Note: While you might not care about the difference, doing what we just did for map -- and what we're about to do below for apply -- means that in our interpreter, map and apply are special forms, whereas in Scheme, they are primitives.

Implementing apply

Completing the implementation of apply is required for meta-circularity since it was used in defining apply-primitive-procedure. The implementation of apply is trivial.

We can't use Scheme's primitive apply for the same reason that we couldn't use Scheme's version of map: namely, that Scheme's version expects Scheme procedures, not our closures.

The syntax for apply is: (apply proc list-of-args) where proc is a procedure and args is a list of arguments to pass to the procedure. The result of the above statement is to call the function proc with the arguments stored in the list-of-args. For example, (apply cons '(a (b))) will give you (a b). You may wish to try a few examples in Scheme first, just to make sure you understand how apply is working.

You'll certainly notice the similarities between the Scheme procedure apply and the procedure i-apply you wrote: both take a procedure and a list of arguments to apply the procedure to. This should indicate to you that to get apply working in your interpreter, you are going to want to make a single call to i-apply. Your only job, therefore, is to figure out what parameters you should be passing. Then add a line to i-eval to test for apply.

Implementing and and or

The implementation for eval-and and eval-or are nearly identical. Write one first, then copy-and-paste and make the necessary small modifications.

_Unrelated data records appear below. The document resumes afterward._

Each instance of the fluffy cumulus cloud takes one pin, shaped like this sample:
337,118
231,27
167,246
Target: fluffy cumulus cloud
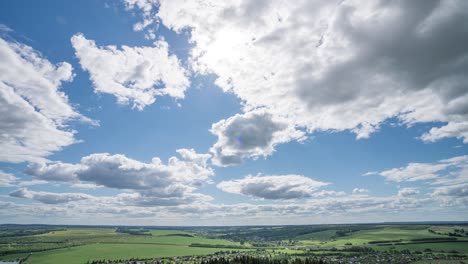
360,191
33,110
273,187
409,191
7,179
332,65
253,134
428,171
49,197
154,183
134,75
457,190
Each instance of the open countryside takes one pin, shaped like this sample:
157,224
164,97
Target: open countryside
407,243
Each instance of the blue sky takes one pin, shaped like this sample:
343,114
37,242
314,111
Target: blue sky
251,112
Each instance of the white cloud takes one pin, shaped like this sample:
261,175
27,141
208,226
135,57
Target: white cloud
408,191
155,183
7,179
253,134
5,28
425,171
360,190
134,75
33,110
273,187
320,66
325,193
453,129
458,190
31,183
49,197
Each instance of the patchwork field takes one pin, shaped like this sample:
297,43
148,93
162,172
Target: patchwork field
48,244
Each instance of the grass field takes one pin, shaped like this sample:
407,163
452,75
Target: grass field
80,244
81,254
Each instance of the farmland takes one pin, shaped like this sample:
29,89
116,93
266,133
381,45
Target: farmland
79,244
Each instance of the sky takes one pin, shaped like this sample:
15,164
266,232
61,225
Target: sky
245,112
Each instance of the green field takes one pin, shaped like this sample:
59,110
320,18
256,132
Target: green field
81,254
81,244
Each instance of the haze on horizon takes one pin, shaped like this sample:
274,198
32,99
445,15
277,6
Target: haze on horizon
247,112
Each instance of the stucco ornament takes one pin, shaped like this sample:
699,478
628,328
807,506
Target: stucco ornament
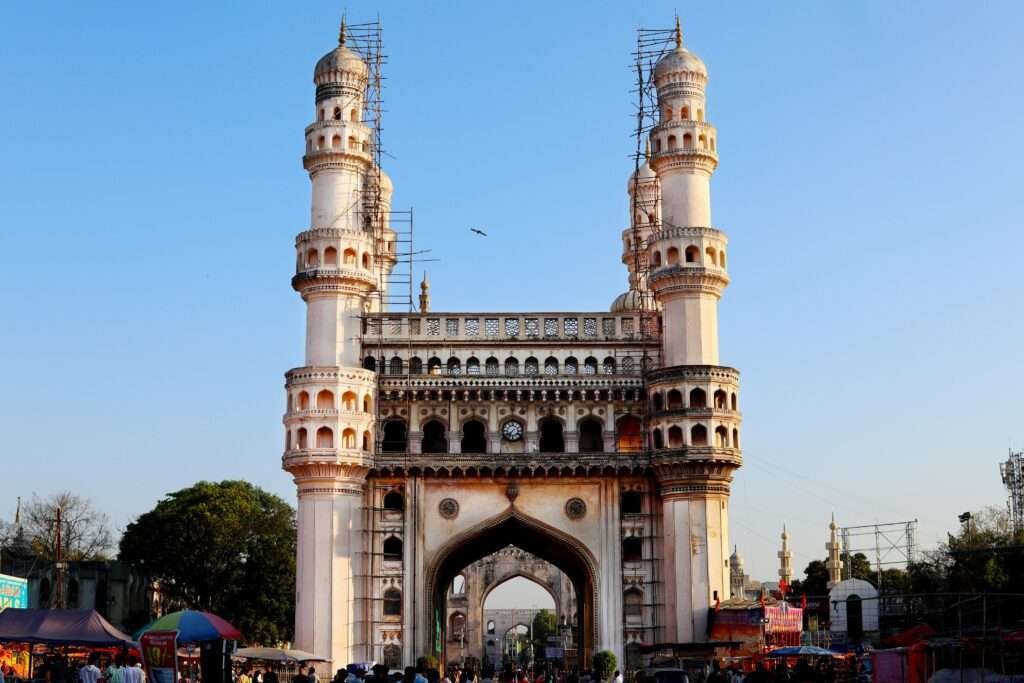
576,508
449,508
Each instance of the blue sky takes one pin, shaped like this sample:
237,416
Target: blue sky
870,183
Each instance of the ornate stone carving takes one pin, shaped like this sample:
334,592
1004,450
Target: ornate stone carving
449,508
576,508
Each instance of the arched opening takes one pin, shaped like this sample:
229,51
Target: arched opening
698,435
721,399
632,549
632,503
854,619
474,436
348,400
394,502
628,437
325,399
513,528
391,549
392,602
675,399
591,435
698,398
391,655
395,436
633,606
434,437
551,435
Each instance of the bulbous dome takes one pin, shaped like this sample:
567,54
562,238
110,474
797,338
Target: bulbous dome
629,301
341,58
678,60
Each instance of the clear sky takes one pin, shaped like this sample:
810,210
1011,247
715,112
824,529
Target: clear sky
151,186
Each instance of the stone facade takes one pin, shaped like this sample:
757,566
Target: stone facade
423,442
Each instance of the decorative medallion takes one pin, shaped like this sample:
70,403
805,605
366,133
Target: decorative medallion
449,508
576,508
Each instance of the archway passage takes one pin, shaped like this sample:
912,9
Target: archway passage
537,539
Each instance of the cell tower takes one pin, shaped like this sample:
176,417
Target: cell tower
1012,472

Note that both functions can handle an arbitrary number of predicates, anything that isn't #f is considered true, and that both functions always return the result of the last tested item.

(define x 5)
(define y 20)

(or (= x 3) (< y 10) (+ x y) (< y x)) ; => 25  -- no, that's not a typo
(and (= x 5) (< y 30) (+ x y) (< x y)) ; => #t
(and) ; => #t
(or) ; => #f
Remember that both are short-circuiting, which means that they stop once the result is known. For example (and (= 3 4) (display "hello")) will not display "hello".


Meta-circularity (Extra credit portion)

Actually implementing meta-circularity

Believe it or not, you don't need to write any more code to get meta-circularity to work. However, the code you already wrote might not work as well you thought it did -- and you may need to go back and alter a few things. To make things worse, debugging a meta-circular interpreter is quite difficult. That said, many students have accomplished this in years past, so there's no reason you can't do it too!

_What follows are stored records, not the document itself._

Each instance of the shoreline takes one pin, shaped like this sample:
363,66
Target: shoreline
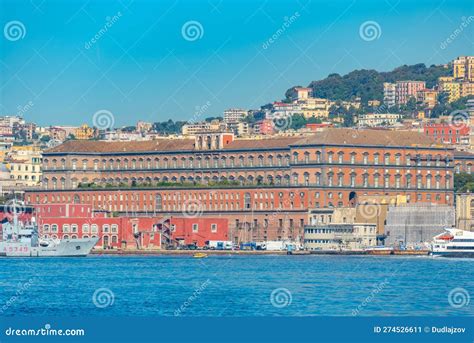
157,252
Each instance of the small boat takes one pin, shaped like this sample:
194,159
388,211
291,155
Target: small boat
200,255
379,250
453,243
23,240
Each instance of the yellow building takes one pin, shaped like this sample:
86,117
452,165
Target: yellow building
463,68
428,97
24,163
452,88
314,107
84,132
465,211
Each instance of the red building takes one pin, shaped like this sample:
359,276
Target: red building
316,126
80,221
265,127
446,132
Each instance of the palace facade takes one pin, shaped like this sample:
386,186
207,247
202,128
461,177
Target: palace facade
264,187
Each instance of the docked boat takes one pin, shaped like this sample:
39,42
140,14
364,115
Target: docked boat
200,255
453,243
379,250
22,240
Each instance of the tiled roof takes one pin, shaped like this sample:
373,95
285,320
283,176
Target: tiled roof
369,137
103,146
330,136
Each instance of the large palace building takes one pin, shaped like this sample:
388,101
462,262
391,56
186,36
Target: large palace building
264,187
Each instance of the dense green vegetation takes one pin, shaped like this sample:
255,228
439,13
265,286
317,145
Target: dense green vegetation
444,108
368,84
463,182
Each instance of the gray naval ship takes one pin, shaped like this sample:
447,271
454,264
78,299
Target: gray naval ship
22,240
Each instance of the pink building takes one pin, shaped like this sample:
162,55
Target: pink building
406,89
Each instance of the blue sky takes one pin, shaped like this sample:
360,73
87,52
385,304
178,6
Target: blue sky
142,67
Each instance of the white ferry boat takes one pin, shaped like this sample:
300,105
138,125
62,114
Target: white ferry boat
453,243
22,240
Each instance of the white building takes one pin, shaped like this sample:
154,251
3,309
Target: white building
389,93
234,115
378,119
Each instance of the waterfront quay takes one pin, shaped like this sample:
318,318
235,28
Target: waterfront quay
333,190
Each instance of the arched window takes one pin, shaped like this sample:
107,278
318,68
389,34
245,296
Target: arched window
247,201
158,202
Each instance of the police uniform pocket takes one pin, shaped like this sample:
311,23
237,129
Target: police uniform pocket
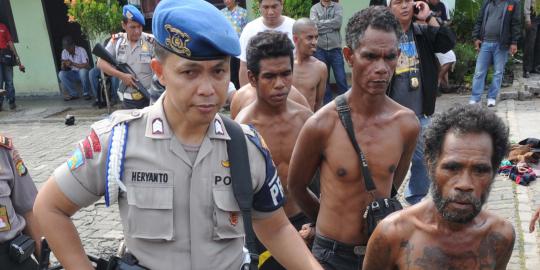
5,190
145,58
228,221
150,213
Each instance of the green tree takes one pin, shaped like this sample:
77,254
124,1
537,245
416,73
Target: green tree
96,17
292,8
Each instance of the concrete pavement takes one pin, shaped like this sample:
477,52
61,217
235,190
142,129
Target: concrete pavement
45,142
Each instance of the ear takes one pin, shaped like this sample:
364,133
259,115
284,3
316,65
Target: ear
252,79
348,54
157,68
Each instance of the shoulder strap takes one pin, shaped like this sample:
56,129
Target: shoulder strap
344,112
241,182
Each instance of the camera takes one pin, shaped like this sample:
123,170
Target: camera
416,10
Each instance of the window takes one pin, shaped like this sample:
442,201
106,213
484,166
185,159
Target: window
6,17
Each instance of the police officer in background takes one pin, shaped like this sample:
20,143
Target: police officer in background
17,222
167,165
135,48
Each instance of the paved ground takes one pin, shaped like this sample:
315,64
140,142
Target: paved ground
45,142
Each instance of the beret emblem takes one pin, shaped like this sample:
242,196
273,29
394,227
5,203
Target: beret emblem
177,40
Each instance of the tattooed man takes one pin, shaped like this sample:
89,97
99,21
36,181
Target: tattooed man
463,148
385,131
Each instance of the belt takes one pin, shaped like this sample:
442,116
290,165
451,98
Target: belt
338,246
4,247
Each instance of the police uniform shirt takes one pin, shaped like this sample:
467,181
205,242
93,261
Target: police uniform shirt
138,57
17,191
176,214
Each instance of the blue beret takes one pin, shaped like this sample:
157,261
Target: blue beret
194,29
131,12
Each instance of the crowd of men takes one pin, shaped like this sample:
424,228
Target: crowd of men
295,181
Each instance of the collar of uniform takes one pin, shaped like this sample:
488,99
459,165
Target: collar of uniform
157,126
217,129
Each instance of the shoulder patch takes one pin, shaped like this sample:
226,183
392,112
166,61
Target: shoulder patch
19,164
6,142
117,117
271,195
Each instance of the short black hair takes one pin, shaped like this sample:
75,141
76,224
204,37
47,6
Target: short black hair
268,44
466,119
378,17
160,53
260,1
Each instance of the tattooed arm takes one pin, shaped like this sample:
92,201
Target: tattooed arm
381,249
506,246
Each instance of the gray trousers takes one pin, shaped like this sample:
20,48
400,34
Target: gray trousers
531,52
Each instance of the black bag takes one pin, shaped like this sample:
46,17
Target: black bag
21,248
7,57
242,186
381,207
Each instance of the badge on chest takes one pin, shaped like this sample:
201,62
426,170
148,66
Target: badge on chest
4,219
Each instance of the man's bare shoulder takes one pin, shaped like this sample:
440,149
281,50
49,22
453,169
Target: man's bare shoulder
404,116
498,225
243,97
319,64
402,222
323,121
246,114
299,110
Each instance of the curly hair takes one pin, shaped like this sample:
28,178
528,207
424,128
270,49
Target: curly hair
378,17
464,119
268,44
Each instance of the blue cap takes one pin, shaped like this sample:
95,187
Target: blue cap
131,12
194,29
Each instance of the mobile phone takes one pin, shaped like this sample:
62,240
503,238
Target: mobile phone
416,10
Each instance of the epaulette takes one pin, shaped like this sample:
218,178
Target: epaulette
6,142
114,119
149,38
117,36
247,130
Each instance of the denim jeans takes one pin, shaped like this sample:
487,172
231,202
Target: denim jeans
334,255
531,52
490,53
68,78
6,82
334,60
419,181
94,75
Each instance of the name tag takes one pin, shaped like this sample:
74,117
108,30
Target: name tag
148,177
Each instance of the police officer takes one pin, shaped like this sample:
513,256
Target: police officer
17,195
167,165
135,48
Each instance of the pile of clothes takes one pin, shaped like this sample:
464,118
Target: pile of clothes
521,159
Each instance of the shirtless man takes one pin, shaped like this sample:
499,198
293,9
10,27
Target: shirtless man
310,74
247,94
464,147
385,131
277,118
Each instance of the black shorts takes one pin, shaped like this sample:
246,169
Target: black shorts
334,255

One way to test whether or not your interpreter is meta-circular, is to copy and paste all of your code, excluding any lines that begin (require (lib ...)) and (trace ...), from interpreter.ss onto the INTERPRETER> prompt. (Be sure you press Enter after you paste your code or Dr. Scheme won't even begin evaluating what you've pasted!) Unfortunately, doing this is EXTREMELY slow -- probably due to a bug in Dr. Scheme -- because Dr. Scheme insists on highlighting each line a darker shade of green as it is being read, and for some strange reason, this takes a while.

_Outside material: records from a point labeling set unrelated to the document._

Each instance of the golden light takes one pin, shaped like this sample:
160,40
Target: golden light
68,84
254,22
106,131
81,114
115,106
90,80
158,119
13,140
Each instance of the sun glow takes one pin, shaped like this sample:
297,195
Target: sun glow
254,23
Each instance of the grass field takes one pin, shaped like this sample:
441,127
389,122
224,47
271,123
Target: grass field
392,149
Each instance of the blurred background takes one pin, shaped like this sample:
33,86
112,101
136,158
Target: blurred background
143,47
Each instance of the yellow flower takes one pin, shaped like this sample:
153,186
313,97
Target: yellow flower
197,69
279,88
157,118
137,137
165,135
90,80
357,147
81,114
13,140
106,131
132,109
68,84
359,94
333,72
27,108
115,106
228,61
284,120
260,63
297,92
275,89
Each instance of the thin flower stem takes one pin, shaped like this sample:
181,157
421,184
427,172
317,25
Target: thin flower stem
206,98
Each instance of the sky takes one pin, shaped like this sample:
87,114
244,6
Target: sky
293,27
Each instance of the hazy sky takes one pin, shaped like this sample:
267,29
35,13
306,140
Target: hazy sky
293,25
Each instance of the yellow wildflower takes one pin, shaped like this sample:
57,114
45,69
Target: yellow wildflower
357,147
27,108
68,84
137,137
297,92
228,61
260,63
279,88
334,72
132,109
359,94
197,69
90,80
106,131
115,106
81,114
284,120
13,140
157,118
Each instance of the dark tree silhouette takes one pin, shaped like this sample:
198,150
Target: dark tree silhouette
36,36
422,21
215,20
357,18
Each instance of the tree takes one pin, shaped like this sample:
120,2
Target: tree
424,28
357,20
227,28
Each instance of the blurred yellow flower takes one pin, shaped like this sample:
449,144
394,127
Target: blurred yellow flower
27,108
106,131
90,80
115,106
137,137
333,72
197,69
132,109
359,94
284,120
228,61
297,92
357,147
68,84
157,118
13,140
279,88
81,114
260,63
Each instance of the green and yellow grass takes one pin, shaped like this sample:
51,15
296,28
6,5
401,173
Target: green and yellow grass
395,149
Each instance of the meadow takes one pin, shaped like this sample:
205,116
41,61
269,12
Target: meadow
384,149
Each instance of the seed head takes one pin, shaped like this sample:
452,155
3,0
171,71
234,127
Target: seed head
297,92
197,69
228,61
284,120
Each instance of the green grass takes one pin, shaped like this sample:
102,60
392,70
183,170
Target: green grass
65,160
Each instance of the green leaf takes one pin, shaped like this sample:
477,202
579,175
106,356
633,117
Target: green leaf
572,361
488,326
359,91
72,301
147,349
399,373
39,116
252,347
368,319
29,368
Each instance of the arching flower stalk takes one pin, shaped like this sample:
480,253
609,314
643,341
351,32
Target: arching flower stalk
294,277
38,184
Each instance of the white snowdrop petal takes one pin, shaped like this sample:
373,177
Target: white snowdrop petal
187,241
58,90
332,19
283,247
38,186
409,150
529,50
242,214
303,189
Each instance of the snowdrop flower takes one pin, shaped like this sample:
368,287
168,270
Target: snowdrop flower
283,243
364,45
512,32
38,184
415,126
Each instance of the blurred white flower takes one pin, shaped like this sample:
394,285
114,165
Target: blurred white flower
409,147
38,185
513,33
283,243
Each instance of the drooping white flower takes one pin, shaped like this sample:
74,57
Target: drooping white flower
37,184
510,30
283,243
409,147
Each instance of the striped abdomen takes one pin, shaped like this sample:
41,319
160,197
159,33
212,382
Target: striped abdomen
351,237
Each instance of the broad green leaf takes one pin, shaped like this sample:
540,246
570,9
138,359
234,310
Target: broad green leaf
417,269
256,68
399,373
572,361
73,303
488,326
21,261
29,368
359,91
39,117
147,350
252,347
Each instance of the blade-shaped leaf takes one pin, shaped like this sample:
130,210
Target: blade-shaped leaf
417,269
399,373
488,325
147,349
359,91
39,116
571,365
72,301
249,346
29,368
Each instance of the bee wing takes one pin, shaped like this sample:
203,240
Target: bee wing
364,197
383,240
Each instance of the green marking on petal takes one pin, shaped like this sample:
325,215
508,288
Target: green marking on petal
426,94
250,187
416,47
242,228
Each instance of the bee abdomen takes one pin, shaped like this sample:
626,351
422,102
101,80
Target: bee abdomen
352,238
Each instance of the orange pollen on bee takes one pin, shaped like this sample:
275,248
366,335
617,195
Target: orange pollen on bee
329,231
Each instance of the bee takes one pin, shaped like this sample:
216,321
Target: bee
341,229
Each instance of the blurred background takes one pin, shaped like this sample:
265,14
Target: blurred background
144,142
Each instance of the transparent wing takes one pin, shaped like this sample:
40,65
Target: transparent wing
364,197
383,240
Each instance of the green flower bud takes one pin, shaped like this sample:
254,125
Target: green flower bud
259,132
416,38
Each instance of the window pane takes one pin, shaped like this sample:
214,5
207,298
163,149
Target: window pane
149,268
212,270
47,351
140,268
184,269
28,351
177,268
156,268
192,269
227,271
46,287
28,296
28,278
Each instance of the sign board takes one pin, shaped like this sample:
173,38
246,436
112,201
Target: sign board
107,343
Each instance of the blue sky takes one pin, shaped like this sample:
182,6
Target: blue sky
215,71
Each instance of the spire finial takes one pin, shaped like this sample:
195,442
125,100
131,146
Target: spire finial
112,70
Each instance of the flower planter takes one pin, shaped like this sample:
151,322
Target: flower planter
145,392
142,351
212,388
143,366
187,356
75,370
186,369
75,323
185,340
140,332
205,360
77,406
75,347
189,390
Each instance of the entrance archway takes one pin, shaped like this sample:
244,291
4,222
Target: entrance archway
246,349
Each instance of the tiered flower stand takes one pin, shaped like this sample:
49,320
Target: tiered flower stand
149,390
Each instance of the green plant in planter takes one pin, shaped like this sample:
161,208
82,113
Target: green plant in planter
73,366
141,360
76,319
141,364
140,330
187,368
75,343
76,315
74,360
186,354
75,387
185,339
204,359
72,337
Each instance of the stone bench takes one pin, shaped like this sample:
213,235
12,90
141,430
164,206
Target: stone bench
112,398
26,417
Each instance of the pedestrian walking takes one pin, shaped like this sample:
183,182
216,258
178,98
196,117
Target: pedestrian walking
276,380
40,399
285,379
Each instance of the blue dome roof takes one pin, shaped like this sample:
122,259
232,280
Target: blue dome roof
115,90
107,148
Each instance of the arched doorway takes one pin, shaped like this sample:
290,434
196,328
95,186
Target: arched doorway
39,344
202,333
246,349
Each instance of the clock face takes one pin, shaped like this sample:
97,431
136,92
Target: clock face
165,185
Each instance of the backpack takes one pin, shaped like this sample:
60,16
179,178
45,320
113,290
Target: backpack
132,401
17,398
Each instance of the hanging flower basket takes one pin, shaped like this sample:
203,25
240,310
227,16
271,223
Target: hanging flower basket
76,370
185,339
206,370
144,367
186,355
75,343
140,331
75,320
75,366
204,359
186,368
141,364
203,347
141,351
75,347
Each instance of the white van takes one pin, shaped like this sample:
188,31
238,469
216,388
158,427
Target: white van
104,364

The other way to test it, and the way that I will test it after you have handed it in, is to simply load your file into your interpreter. The eval-load function will read any file, evaluating each statement one-by-one, and return void. To help you in debugging problems, the eval-load function prints out the result of evaluating each statement in the file you are loading. (Note: If you'd rather mimic Scheme's behavior a little more closely, you can change the line (i-print (i-eval user-input env)) to (i-eval user-input env) in the eval-load function and omit the printing of each statement as it is evaluated.) I've written all of the code for loading files, you just need to add the following line to your i-eval function:

      ((load? exp) (eval-load exp env))

To help you try it out, I have included a small file in the i-6 directory. First run your interpeter, then at the INTERPRETER> prompt, type (load "test.ss"). The test program will define two functions which compute factorial: a recursive process solution, factorial-r, and an interative process solution, factorial-i. When each function is loaded, it's name will be displayed. Once it is loaded, try out each function:

(factorial-r 5)
(factorial-i 5)

Assuming that things worked, it's time to try loading your interpreter into itself. At the INTERPRETER> prompt, type (load "interpreter.ss"). You will see each function name printed out as it is loaded into your interpreter. It may not work the first time. Getting your interpreter to read in all of its own code can be challenging.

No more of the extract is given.